The major signs and symptoms of cystic fibrosis include:

• •  Difficulty in breathing (due to tracheal and lung congestion).

•  Accumulation of thick, sticky mucus.

•  Frequent lung infections (treated with antibiotics and other medications).

•  Sinus infections.

•  Despite a normal food intake the growth and weight gain is poor.

•  Infertility (males can be infertile due to congenital absence of the vas deferens).

•  Salty tasting skin.

•  Coughing or shortness of breath.

29.2 Cystic fibrosis transmembrane conductance regulator gene:

• •  Cystic fibrosis is caused by the mutation in the cystic fibrosis transmembrane conductance regulator (CFTR) gene found at the q31.2 locus of chromosome 7.
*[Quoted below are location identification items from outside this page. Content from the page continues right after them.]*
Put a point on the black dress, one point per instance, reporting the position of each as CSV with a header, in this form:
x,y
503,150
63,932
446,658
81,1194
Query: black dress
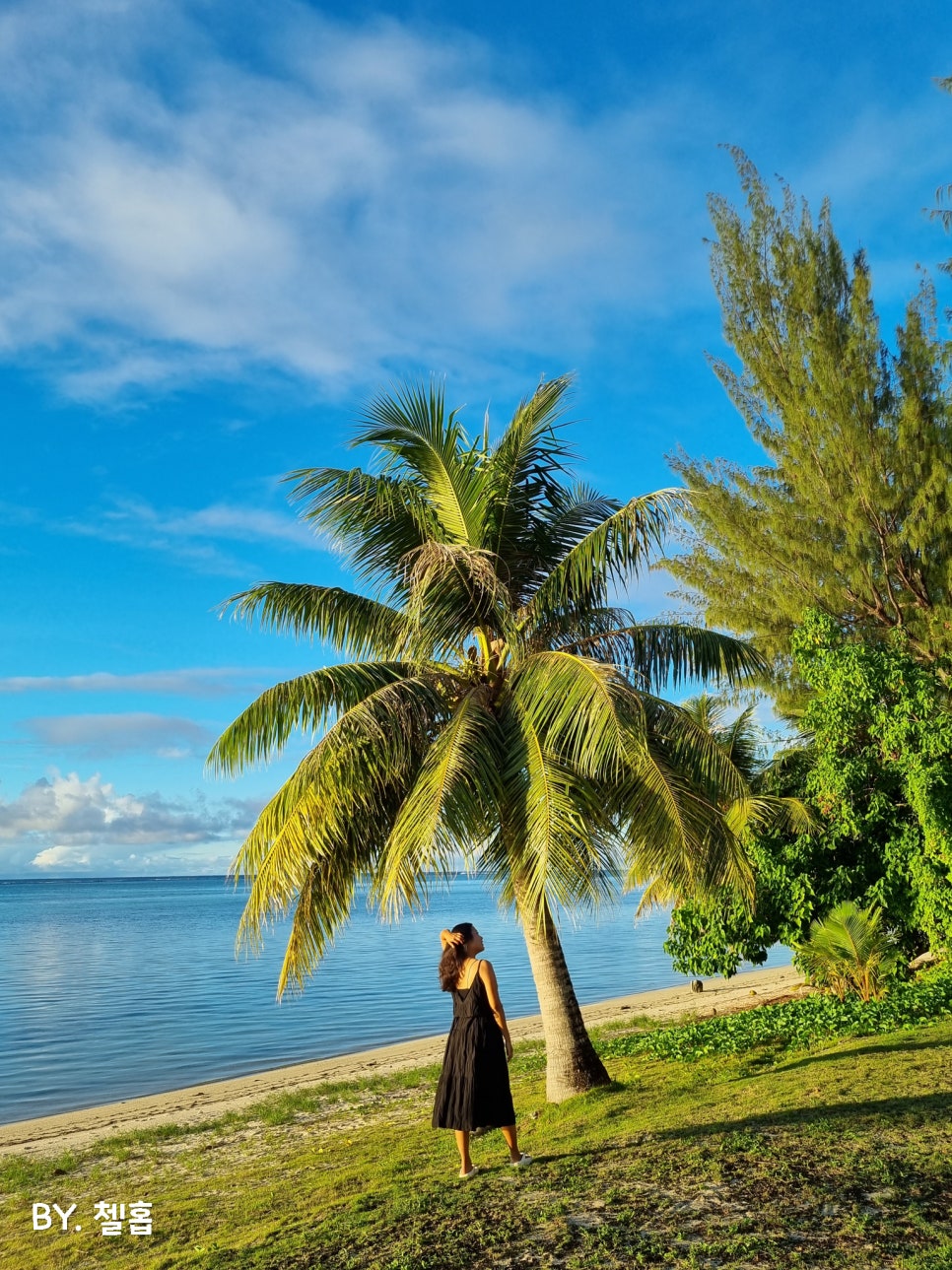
x,y
474,1084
•  CFTR gene is relatively large around 230,000 base pairs long and produces a 1,480 amino acid long protein. CFTR protein is a membrane bound glycoprotein with a molecular mass of 170 kDa.

•  Different mutations in the CFTR gene is the major cause of cystic fibrosis, one such mutation is due to the deletion of three nucleotides which corresponds to the amino acid phenylalanine (F) located at the 508 th position on the protein. This mutation is denoted by ΔF508 (Δ signifies deletion, F is phenylalanine, 508 is the position of amino acid) and accounts for 66-70% cystic fibrosis cases worldwide.

•  Normal people have one or two working copies (alleles) of the CFTR gene, only one is needed to prevent cystic fibrosis. Cystic fibrosis develops in individuals who cannot produce a functional CFTR protein. CFTR gene is structurally similar to ATP-binding cassette transporters (ABC) gene and the product of CFTR gene is a CFTR protein.